Dalam hal perlindungan bagi pekerja migran, Komnas Perempuan mengamati adanya pelonggaran pada aturan dan pengawasan terhadap izin usaha perusahaan penempatan pekerja migran Indonesia. Hal ini bertentangan dengan semangat perbaikan tata kelola migrasi yang berperspektif perlindungan bagi pekerja migran yang diusung dalam UU No. 18 Tahun 2017 tentang Pelindungan Pekerja Migran Indonesia. Pelonggaran ini dikuatirkan akan berdampak pada stagnansi perlindungan bagi pekerja migran, termasuk dan terutama bagi perempuan pekerja migran yang telah begitu rentan pada eksploitasi, kekerasan dan diskriminasi sejak dari masa rekrutmen hingga kepulangannya.
Sejumlah pengaturan dalam UU Cipta Kerja juga tidak sejalan dengan UU No.8 Tahun 2016 Tentang Penyandang Disabilitas. Beberapa pasal di UU Cipta Kerja masih menggunakan istilah Penyandang Cacat bukan Penyandang Disabilitas sebagaimana yang tertulis di dalam UU Penyandang Disabilitas. Hal ini akan menguatkan kembali stigma negatif bagi penyandang disabilitas. Ada pula pasal yang bersifat kontradiktif: ada pasal yang melarang pemutusan hubungan kerja terhadap pekerja/buruh yang mengalami sakit berkepanjangan atau cacat akibat kecelakaan kerja, tetapi di saat bersamaan ada pasal lain yang membolehkan pemberhentian jika pekerja tidak dapat melakukan pekerjaannya setelah melampaui batas 12 (dua belas) bulan. Bagi perempuan pekerja dengan kondisi cacat atau sakit berkepanjangan akibat kecelakaan kerja, pembolehan penghentian kerja ini akan memberikan dampak berlipat ganda pada kualitas hidupnya.
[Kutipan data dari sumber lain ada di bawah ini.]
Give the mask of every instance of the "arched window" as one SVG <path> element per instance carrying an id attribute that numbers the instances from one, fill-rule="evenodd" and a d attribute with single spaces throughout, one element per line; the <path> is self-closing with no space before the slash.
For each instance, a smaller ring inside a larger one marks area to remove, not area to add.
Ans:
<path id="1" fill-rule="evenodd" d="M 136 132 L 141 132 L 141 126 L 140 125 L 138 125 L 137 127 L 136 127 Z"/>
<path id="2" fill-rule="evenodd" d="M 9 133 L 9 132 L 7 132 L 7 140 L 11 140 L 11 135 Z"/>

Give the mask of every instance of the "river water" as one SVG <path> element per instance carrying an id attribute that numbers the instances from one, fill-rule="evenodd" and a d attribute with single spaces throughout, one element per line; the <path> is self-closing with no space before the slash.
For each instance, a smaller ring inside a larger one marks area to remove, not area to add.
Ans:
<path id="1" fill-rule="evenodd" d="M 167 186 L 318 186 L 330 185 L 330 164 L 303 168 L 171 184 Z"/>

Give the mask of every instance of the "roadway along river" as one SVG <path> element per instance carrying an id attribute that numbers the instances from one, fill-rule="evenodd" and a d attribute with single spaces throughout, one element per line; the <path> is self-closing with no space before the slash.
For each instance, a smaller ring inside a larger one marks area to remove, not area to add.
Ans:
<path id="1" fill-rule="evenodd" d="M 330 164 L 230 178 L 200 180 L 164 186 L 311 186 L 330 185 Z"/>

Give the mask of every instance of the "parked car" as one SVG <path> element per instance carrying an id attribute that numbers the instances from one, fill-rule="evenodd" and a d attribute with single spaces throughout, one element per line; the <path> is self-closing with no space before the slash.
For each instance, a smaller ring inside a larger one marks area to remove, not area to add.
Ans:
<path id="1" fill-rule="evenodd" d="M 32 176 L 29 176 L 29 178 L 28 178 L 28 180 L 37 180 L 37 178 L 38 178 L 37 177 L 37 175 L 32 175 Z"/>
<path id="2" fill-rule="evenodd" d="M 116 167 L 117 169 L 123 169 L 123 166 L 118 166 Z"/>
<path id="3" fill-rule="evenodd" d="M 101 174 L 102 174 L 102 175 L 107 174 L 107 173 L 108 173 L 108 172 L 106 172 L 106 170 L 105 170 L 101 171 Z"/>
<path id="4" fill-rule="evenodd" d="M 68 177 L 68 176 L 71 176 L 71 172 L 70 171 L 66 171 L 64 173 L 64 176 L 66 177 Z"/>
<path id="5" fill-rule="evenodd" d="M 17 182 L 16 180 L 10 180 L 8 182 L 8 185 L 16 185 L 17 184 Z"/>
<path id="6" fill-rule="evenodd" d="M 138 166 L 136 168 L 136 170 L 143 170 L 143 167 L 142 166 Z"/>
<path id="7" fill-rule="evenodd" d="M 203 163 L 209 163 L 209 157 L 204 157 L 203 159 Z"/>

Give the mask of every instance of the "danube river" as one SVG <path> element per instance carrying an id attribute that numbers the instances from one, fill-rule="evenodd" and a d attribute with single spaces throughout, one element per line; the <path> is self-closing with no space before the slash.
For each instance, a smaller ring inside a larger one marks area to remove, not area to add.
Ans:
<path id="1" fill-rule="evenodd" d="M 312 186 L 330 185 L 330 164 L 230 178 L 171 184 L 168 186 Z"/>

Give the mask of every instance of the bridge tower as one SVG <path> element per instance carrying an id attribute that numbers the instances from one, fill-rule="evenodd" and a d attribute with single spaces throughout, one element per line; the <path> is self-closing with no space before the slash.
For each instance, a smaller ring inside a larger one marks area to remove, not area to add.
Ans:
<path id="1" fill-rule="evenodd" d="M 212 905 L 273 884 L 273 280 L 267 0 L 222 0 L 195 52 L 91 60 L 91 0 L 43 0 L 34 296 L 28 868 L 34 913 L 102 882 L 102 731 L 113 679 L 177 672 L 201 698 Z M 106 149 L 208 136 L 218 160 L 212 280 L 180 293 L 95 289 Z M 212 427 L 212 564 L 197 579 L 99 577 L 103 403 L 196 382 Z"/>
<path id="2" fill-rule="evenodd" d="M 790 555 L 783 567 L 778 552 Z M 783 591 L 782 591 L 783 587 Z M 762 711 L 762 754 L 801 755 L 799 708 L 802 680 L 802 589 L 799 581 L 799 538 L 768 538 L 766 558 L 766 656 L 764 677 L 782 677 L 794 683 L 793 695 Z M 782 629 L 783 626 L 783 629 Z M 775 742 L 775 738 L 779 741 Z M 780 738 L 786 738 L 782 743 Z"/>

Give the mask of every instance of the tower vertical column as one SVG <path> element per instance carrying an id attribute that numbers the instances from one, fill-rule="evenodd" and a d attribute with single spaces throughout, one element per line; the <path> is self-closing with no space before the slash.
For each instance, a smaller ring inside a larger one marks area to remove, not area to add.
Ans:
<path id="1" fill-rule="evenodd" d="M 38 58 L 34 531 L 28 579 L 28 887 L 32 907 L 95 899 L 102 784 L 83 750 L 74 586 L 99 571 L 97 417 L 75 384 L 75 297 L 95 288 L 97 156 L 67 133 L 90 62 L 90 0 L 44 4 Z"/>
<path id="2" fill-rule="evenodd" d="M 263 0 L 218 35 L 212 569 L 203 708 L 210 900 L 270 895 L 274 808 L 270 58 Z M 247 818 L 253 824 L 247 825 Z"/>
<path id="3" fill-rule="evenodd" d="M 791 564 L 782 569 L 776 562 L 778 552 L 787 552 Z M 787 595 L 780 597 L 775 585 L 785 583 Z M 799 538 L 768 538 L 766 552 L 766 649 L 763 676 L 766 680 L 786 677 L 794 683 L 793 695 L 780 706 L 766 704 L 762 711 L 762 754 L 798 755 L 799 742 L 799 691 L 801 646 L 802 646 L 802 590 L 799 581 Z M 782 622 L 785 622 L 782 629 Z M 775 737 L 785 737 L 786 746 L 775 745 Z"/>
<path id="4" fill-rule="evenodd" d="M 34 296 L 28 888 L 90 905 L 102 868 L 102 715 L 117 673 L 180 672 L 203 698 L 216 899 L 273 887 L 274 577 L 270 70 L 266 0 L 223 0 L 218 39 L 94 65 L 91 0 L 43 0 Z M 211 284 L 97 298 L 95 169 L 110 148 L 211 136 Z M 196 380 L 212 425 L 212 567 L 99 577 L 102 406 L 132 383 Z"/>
Menimbang persoalan-persoalan tersebut di atas dan berdasarkan prinsip non regression (nir-kemunduran) dalam semangat penegakan hak asasi manusia, Komnas Perempuan:
1. Mengingatkan kepada DPR dan pemerintah pada potensi UU Cipta Kerja mengurangi daya pelaksanaan tanggung jawab negara dalam pemenuhan hak-hak konstitusional, terutama untuk mengatasi kerentanan perempuan pekerja dari eksploitasi, diskriminasi dan kekerasan;
2. Mendorong langkah proaktif DPR RI dan pemerintah untuk segera melakukan koreksi pada muatan UU Cipta Kerja dan pada proses perumusan kebijakan selanjutnya agar lebih dapat memastikan dan memajukan jaminan perlindungan hak-hak konstitusional, dengan memberikan perhatian khusus pada kerentanan perempuan pekerja;
3. Mendorong DPR dan pemerintah untuk lebih peka terhadap kepentingan dan kesentosaan perempuan pekerja dengan segera membahas dan mengesahkan UU yang secara nyata terkait dengan hal tersebut, antara lain RUU Perlindungan Pekerja Rumah Tangga dan RUU Penghapusan Kekerasan Seksual;
4. Mengapresiasi sikap kritis dan konstruktif dari akademisi dan unsur-unsur masyarakat sipil dari berbagai sektor terhadap pengesahan UU Cipta Kerja dalam kerangka memajukan pelaksanaan tanggung jawab negara pada pemenuhan hak-hak konstitusional warga negara, terutama pada hak atas pekerjaan dan penghidupan yang layak, rasa aman serta kepastian hukum.